Alopecia — a medical term for baldness — is an autoimmune disease that causes hair to fall out from the scalp, face and other parts of the body.

Scientists are not sure what causes the immune system to attack healthy hair follicles. Most people with alopecia are otherwise healthy, but the hair loss may occur very rapidly and may cause severe emotional distress.

Ms. Pressley said that she began to wake up to “sinkfuls of hair,” and that she tried wrapping her hair and wearing a bonnet, measures some black women take to protect their hair while asleep. But the efforts failed.

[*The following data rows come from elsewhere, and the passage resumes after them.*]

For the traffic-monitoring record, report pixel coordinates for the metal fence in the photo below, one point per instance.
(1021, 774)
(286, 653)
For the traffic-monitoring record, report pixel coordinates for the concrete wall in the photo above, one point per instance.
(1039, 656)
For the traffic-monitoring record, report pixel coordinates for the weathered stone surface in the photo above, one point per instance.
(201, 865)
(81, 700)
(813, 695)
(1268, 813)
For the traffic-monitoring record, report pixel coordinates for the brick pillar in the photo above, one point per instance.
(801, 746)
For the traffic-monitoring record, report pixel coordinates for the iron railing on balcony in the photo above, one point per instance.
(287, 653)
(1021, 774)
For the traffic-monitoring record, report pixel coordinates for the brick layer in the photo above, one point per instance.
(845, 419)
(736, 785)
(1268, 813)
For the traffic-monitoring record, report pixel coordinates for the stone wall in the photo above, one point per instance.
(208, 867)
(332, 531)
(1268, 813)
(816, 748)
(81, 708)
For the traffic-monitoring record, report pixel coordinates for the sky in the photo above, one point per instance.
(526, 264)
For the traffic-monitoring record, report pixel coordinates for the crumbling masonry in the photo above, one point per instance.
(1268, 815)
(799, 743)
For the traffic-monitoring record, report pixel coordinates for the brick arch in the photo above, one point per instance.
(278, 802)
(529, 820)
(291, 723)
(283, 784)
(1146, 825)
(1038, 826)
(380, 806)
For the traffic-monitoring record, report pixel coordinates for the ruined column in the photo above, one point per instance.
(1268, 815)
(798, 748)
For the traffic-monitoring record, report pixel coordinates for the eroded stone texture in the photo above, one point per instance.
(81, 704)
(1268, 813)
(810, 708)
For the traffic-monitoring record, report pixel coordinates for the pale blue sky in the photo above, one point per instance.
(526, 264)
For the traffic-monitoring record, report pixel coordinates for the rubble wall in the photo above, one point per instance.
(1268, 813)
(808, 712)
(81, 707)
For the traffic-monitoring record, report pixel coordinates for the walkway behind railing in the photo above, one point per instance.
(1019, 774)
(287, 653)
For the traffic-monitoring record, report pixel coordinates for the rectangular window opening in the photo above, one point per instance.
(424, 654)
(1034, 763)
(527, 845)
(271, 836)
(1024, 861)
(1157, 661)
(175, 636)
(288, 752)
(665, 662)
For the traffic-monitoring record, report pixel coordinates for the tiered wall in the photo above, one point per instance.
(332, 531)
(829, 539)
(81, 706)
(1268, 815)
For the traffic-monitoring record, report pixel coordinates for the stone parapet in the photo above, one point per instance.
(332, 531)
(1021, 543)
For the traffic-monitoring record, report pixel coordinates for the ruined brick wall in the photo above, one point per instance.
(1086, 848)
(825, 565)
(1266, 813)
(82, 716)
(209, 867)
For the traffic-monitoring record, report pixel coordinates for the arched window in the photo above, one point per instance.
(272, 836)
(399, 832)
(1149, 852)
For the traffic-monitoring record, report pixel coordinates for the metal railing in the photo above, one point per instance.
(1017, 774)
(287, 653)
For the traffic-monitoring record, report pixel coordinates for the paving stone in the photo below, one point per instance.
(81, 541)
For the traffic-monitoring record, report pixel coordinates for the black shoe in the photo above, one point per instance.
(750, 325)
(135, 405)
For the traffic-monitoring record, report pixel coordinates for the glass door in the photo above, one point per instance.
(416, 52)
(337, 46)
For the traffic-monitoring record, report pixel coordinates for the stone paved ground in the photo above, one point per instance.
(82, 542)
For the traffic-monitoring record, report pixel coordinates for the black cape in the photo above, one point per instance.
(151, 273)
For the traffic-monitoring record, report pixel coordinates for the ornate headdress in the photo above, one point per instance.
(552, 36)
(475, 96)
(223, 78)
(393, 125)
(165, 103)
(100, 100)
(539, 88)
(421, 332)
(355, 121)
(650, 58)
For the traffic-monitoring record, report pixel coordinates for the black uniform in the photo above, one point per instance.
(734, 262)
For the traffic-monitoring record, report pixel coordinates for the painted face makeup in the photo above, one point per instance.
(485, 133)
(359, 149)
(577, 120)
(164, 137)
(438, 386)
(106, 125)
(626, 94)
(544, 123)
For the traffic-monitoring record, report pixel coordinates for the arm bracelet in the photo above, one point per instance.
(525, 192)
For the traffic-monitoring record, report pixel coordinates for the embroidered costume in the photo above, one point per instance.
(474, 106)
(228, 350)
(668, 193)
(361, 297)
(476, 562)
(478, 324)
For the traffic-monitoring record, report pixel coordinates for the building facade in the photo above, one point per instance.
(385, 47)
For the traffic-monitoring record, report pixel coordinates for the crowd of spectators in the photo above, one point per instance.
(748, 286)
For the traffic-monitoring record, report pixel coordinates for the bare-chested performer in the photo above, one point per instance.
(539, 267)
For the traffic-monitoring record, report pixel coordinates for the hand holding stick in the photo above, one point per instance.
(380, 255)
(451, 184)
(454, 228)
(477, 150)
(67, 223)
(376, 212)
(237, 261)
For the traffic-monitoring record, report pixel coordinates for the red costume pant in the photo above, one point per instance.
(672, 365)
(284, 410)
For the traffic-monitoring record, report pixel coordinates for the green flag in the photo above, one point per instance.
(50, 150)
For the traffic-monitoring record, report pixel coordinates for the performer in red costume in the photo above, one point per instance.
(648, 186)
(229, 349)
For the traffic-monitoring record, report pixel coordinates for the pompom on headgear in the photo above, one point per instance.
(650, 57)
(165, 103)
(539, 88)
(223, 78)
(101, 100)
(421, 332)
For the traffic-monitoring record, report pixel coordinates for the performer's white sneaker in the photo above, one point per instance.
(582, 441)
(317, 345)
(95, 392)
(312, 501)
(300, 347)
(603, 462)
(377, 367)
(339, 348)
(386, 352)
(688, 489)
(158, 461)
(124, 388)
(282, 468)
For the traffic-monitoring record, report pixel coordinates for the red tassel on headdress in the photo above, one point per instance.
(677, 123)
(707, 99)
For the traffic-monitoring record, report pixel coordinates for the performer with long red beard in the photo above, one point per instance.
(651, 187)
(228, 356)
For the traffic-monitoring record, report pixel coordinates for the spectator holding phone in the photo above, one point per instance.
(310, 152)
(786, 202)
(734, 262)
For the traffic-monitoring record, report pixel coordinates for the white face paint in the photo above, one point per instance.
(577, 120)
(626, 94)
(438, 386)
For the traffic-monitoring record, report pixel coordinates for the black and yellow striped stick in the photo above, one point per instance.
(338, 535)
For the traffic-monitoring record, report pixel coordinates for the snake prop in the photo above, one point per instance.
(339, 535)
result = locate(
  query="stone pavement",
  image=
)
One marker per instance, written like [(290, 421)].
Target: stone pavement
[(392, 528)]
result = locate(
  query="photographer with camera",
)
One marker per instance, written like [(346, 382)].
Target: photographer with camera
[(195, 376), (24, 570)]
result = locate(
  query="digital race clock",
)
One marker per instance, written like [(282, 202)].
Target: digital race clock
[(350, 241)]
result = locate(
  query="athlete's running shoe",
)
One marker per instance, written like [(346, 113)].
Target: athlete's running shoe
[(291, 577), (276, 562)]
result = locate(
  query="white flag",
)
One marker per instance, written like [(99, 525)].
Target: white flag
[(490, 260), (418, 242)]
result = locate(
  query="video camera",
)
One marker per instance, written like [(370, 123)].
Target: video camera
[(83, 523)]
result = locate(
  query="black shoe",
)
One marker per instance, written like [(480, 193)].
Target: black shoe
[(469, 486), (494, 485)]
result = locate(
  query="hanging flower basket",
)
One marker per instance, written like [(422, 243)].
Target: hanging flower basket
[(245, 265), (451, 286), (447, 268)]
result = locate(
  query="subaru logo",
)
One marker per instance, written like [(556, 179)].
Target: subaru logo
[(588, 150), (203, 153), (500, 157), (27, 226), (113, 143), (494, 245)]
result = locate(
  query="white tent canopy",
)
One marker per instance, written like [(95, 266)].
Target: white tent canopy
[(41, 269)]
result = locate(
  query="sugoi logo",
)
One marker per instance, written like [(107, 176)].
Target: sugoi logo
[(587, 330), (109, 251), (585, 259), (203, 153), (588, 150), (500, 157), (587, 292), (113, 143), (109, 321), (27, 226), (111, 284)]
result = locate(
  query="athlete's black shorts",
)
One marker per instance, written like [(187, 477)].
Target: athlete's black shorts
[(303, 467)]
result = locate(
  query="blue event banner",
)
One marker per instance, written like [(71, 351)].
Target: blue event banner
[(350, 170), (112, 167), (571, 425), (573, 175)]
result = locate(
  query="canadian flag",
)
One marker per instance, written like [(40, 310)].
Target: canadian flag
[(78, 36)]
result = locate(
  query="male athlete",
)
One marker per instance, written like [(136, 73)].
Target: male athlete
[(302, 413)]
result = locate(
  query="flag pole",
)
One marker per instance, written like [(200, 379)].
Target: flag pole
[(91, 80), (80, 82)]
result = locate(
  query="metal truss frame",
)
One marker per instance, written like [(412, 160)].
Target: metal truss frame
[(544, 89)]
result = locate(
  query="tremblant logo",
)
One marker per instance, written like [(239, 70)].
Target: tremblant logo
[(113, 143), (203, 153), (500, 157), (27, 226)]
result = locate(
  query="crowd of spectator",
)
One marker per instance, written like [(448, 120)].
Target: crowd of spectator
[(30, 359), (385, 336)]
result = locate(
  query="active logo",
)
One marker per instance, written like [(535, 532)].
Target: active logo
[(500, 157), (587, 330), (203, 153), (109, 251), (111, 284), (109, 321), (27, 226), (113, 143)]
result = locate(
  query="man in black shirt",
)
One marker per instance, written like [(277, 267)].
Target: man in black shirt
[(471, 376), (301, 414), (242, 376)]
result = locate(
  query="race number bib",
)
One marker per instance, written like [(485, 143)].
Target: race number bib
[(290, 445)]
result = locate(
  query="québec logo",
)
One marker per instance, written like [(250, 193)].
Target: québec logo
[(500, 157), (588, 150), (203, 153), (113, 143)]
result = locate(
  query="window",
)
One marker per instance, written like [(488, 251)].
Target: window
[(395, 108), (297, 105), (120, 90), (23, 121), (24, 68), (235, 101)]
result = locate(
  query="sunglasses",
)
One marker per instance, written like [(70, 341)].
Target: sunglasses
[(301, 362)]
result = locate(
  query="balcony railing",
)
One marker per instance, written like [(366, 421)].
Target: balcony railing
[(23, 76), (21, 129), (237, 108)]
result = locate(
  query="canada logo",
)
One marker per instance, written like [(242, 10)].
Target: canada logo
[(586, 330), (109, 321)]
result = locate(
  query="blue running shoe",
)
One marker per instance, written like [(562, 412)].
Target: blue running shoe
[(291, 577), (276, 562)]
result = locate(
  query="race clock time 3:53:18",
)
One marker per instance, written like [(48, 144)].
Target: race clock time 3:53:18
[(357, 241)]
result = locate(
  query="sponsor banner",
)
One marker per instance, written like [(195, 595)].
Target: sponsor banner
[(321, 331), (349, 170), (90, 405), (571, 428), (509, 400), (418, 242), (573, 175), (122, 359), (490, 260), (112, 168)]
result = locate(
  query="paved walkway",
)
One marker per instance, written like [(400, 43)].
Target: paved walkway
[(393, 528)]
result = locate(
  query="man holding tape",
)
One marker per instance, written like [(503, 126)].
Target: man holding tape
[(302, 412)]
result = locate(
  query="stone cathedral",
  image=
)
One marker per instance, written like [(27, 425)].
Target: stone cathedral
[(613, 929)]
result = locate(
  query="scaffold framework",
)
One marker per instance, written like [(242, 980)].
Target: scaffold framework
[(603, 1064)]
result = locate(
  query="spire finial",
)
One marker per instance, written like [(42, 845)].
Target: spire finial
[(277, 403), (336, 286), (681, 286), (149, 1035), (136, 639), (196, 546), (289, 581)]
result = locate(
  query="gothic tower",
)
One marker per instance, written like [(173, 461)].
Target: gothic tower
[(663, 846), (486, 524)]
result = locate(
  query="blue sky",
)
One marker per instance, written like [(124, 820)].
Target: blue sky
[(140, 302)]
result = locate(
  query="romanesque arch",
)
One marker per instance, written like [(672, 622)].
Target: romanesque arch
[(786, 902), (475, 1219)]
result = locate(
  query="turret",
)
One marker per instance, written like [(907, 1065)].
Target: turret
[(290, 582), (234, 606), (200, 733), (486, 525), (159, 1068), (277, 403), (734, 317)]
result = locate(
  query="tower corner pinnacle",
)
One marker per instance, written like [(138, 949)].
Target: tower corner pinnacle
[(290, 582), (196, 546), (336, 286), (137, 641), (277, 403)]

Though alopecia occurs at all ages, it is often first diagnosed during childhood or adolescence. About half of children and teenagers with alopecia will see their hair regrow within a year, even without treatment.

But it is a lifelong condition, said Dr. Melissa Piliang, a dermatologist at the Cleveland Clinic: “Once you have it, you have it.”

“It can go into remission, so people may have patches once and never again,” she added. “But it’s an autoimmune disorder. It’s not like an infection that is treated and goes away, and you never have it again.”

The first sign usually is a small bald patch on the scalp. After that, hair loss may occur very abruptly over the course of several weeks, or may progress more gradually, over several years.

The course is extremely unpredictable: Hair may grow back only to fall out again.

Though people who have alopecia are generally healthy, the loss of hair may lead to anxiety, depression and reduced self-esteem. Youngsters with alopecia often experience bullying and ostracism in school. Many people first suspect that people with alopecia have cancer.

“There are studies about how much this impacts quality of life, not just for the patients but for their family members,” Dr. Piliang said. “There are health problems you can have that no one really knows about it, but this is very visible. People are curious and ask questions, and you have to do a lot of explaining.”

“People spend a lot of time trying to cover it up, and that adds to feelings of shame, even though it’s not their fault,” she said. “The congresswoman was quite open about her feelings. I applaud her.”